Harvard Physician Warns: CHS Awareness Is Creating Its Own Diagnostic Trap
As cannabinoid hyperemesis syndrome becomes more widely known, a Harvard Medical School physician is raising an urgent counterpoint: the growing awareness of CHS may itself be creating a new diagnostic hazard — one that could leave patients with entirely different, potentially life-threatening conditions going untreated.
The concern was raised by Jordan Tishler, an instructor of medicine at Harvard Medical School and president of the Association of Cannabinoid Specialists, and was reported by Gillian Jalimnson in Hemp Gazette on July 10, 2025. Tishler’s argument is not that CHS isn’t real or serious — it is — but that the reflex to diagnose it in any cannabis user who presents with vomiting is creating a new category of clinical error.
What CHS actually is
Cannabinoid hyperemesis syndrome — sometimes colloquially referred to as “scromiting,” a portmanteau of screaming and vomiting — is a condition defined by intense abdominal pain and relentless vomiting, sometimes severe enough that patients cry out involuntarily during episodes. It develops in people who use cannabis heavily and chronically, and symptoms typically subside once cannabis use is stopped completely.
Standard antiemetic medications generally provide little to no relief during acute CHS episodes. Management is largely supportive: intravenous fluids, electrolyte correction, and in some cases partial relief through benzodiazepines, topical capsaicin, or prolonged exposure to hot water via showers or baths.
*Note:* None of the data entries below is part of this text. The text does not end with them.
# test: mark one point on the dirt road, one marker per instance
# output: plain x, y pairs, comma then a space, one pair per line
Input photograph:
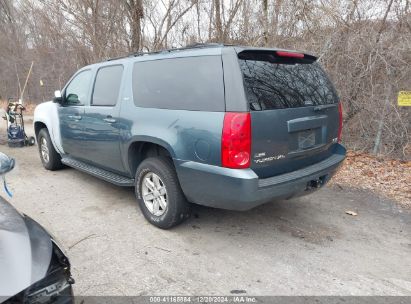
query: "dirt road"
306, 246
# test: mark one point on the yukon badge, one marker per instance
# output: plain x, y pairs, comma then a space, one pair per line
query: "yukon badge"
262, 159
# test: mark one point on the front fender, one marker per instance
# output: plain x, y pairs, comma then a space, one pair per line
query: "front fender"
47, 113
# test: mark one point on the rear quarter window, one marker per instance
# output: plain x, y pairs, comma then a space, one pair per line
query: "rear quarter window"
279, 85
191, 83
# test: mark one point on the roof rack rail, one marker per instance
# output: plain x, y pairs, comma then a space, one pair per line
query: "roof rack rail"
188, 47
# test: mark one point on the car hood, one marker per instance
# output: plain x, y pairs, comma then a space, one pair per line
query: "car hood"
25, 251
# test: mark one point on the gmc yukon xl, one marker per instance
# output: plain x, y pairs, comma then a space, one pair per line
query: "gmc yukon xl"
223, 126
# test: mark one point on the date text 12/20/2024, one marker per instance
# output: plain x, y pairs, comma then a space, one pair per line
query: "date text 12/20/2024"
203, 299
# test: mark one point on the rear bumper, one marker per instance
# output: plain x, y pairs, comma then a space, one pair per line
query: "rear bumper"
241, 189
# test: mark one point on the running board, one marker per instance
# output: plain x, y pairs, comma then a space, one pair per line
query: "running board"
98, 172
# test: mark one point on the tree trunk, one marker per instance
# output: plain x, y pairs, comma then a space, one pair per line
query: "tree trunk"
219, 26
136, 14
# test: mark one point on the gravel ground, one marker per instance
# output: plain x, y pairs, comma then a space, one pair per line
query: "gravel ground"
305, 246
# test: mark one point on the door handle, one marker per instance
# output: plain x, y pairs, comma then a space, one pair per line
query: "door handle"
109, 119
74, 117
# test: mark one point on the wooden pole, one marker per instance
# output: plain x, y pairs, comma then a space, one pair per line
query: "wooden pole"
25, 84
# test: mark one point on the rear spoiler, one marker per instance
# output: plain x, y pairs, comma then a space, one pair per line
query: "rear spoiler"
276, 56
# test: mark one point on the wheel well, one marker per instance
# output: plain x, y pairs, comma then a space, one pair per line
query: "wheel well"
138, 151
38, 126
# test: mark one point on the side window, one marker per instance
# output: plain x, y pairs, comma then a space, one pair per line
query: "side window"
107, 86
77, 91
190, 83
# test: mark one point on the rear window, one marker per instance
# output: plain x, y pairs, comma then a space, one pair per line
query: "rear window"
284, 85
191, 83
The condition is becoming more common in the United States — not because it is fundamentally new, but because the population of heavy, long-term cannabis users has grown substantially as legalization spreads and social stigma fades. Population-level data suggest an overall prevalence of approximately 0.1%, with the condition concentrated in young adults between 18 and 39. Among those specifically diagnosed with cannabis use disorder, however, the prevalence climbs dramatically — up to 32%.
The risk hiding inside awareness: anchoring bias
Tishler’s concern centers on what happens when a physician sees a cannabis user with vomiting and stops thinking after reaching that first data point. In clinical psychology and medicine, this is known as anchoring bias: a cognitive pattern in which an initial piece of information — in this case, the patient’s cannabis use — becomes so dominant in the clinician’s reasoning that alternative or coexisting diagnoses are never seriously considered.
“There’s a risk that clinicians may be attributing any vomiting in a cannabis user to CHS,” Tishler explains, noting that the risk is amplified in fast-paced emergency settings where time pressure encourages diagnostic shortcuts.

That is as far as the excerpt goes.